Bagi golongan darah A yang sesudah makan makanan daging, ada baiknya minum segelas jus nenas atau lemon atau kopi yang bisa membantu pencernaan protein yang tinggi. Tetapi kalau minum kopi itu hanya sesudah makan.

Golongan Darah A seharusnya menjadi Vegetarian. Mereka adalah golongan yang cocok sekali dengan sayur-sayuran dan buah-buahan. Golongan darah A tetap bisa makan makanan daging, tetapi terbatas pada ayam dan ikan. *Vegetarian (tinggi karbohidrat, rendah lemak, tinggi protein nabati).

Berikut adalah rangkuman makanan-makanan yang sesuai dan tidak sesuai dengan golongan darah A.

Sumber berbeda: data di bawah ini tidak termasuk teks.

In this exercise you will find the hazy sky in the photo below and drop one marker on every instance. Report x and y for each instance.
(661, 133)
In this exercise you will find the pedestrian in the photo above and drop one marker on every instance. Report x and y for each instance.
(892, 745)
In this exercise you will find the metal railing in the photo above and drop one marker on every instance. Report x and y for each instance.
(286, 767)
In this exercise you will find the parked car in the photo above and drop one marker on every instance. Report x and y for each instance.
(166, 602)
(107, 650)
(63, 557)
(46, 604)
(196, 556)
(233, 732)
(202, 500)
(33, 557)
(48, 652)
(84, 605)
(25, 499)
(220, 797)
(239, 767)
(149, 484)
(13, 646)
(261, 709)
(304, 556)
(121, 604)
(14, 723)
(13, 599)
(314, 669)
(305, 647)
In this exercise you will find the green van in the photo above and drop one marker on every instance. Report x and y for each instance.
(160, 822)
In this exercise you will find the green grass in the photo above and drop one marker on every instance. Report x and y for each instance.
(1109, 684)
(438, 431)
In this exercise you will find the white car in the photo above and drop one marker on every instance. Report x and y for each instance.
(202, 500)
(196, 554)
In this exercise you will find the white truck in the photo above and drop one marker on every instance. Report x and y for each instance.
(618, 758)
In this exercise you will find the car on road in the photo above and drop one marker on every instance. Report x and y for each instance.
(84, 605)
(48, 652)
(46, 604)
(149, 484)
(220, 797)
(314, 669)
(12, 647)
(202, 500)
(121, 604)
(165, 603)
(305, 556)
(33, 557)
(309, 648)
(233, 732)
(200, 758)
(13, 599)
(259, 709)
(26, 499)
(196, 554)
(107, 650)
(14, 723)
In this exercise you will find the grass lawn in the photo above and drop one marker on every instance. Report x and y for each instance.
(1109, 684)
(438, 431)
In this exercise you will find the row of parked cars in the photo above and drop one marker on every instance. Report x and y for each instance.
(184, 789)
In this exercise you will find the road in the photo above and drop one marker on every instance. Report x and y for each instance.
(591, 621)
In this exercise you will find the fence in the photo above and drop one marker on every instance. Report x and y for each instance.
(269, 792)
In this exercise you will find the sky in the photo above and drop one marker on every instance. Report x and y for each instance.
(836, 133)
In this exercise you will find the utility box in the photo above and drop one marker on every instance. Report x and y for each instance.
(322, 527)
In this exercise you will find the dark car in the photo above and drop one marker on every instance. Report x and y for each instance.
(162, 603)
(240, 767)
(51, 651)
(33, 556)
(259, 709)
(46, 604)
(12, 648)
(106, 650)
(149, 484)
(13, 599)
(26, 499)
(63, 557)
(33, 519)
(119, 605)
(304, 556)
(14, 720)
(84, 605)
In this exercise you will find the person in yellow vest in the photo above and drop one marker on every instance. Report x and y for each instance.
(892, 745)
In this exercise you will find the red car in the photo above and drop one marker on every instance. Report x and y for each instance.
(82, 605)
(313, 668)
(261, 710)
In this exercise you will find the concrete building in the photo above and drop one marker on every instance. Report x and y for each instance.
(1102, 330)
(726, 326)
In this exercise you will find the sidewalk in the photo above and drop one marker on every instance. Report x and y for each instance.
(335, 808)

Makanan yang TIDAK SESUAI dengan Golongan Darah A :
- Sapi, kambing, bebek, babi, domba, rusa, kelinci, angsa, burung puyuh.
- Susu sapi dan produk susu sapi.
- Kacang mente, kacang merah, buncis lima.
- Tepung terigu, roti, kue, mie, biskuit, pizza.
- Pisang, kelapa /santan, melon, mangga, jeruk, pepaya.
- Kentang, tomat, asinan, acar, terong, kubis, lada, cabe, talas (yam).

Makanan yang SESUAI dengan Golongan Darah A :
- Seafood (kecuali yang berkulit keras, seperti : tiram, kerang, kepiting).
- Makanan yang terbuat dari kedelai, seperti : tahu, tempe.
- Kopi.
- Apricot, nanas, jeruk bali, limau, lemon, apel, anggur, strawberi, jambu biji, semangka, mulberry.
- Alfafa, brokoli, lobak putih, jahe, labu, wortel, bawang putih, seledri, bawang merah.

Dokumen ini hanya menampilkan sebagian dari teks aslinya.